Perhaps most crucially, though, voters need to hear — repeatedly — that they should request a mail-in ballot as early as possible. And if all else fails and they still have their ballot in-hand with just days before Election Day, they should consider dropping it off in-person — either at an election office, drop box, or another location according to local guidelines. 

“There are two dates that, I would say, need to be clear,” Stroman, the former deputy postmaster general, told reporters Tuesday. “If you request your ballot no later than the 13th of October, and you return it by the 24th of October, your ballot’s going to get there.” 

Communication is especially urgent in states with less vote-by-mail experience, Reed College professor Paul Gronke told TPM. 

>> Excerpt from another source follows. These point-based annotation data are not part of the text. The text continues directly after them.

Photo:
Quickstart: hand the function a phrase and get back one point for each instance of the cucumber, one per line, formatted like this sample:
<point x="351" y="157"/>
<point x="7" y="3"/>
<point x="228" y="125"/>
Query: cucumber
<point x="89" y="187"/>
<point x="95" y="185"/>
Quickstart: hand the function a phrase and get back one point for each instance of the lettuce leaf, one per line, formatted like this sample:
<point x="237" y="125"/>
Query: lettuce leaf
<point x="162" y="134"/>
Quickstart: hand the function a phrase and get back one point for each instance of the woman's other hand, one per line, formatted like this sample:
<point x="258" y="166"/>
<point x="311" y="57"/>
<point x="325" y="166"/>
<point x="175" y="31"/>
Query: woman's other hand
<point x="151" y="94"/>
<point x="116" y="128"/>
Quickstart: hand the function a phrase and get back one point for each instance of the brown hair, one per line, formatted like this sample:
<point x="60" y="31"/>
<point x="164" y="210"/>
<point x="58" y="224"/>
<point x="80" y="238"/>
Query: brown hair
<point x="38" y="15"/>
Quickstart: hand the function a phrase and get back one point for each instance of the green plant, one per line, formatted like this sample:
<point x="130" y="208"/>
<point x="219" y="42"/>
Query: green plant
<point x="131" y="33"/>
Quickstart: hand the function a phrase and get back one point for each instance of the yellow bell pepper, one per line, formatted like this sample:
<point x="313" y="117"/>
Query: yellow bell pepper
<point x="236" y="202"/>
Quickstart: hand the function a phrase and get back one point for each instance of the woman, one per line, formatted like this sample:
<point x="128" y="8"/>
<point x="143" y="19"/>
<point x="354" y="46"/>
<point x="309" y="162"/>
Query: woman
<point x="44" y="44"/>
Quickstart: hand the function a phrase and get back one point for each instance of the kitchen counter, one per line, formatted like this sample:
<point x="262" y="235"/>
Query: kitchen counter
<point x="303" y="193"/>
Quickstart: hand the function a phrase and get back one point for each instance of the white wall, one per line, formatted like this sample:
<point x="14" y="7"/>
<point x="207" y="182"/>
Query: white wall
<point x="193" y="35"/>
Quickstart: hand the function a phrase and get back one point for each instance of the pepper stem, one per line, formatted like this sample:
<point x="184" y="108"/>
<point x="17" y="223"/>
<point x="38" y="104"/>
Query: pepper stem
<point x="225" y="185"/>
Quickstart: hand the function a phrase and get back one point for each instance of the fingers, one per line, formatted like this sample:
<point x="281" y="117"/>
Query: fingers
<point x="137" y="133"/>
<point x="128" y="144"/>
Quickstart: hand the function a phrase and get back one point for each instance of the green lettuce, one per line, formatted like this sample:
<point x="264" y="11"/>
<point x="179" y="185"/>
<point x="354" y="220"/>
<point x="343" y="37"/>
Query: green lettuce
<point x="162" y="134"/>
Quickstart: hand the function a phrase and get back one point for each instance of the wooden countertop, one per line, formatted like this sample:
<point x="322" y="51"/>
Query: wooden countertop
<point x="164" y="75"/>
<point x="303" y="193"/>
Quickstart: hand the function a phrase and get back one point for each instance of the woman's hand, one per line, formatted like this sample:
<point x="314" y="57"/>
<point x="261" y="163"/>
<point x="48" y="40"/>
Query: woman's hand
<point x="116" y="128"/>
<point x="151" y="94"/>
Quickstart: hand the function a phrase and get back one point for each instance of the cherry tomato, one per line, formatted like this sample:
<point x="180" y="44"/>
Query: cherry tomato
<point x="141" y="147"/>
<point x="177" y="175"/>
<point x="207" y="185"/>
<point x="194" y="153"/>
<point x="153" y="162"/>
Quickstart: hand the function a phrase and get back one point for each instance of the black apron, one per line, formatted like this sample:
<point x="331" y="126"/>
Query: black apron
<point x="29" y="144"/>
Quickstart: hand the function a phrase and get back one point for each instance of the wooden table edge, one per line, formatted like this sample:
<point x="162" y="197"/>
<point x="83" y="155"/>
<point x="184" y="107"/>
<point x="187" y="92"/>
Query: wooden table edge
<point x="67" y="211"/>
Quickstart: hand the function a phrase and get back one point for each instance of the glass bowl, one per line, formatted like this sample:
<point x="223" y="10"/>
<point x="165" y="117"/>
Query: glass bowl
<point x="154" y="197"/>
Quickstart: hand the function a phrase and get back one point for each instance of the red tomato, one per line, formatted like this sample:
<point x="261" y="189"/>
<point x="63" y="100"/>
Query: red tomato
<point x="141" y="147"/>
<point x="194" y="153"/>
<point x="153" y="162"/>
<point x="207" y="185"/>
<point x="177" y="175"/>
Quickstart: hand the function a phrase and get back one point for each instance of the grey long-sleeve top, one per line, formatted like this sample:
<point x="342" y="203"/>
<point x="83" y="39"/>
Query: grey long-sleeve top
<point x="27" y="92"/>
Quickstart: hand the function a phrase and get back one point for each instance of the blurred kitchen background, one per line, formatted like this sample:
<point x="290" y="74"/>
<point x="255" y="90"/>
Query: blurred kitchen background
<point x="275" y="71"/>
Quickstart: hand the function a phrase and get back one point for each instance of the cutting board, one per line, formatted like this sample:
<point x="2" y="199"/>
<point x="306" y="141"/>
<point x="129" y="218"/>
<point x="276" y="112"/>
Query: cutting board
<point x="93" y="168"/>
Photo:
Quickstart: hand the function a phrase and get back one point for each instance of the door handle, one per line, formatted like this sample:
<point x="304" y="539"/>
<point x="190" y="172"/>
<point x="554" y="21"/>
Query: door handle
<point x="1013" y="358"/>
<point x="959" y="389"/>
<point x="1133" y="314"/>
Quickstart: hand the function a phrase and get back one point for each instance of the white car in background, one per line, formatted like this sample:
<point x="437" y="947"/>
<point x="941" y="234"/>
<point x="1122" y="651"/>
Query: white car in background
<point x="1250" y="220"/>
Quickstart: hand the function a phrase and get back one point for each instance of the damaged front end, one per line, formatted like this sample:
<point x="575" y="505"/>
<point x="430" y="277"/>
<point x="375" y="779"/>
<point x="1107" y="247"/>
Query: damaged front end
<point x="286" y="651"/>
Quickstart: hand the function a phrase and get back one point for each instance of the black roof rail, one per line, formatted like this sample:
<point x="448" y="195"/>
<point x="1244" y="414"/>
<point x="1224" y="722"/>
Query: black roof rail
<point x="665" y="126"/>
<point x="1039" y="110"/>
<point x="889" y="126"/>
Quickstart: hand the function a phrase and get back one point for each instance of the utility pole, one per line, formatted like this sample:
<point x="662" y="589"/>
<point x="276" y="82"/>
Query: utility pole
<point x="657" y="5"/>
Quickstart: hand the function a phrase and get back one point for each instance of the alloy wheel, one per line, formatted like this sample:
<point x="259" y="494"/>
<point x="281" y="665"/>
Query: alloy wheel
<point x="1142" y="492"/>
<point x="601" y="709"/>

Gronke, director of Reed’s Early Voting Information Center, said less experienced states have historically had higher rates of rejected mail ballots. That means potentially disenfranchising thousands or millions of new voters, likely disproportionately impacting minority communities. 

“Younger people, folks from disadvantaged communities — the pattern will almost certainly be the case where those are the communities where you have higher rejection rates,” he said.

And he offered a prediction to states that don’t proactively communicate election rules: “You’re going to look like you’re racist. You’re going to look like you are discriminating. And you’re going to get sued.”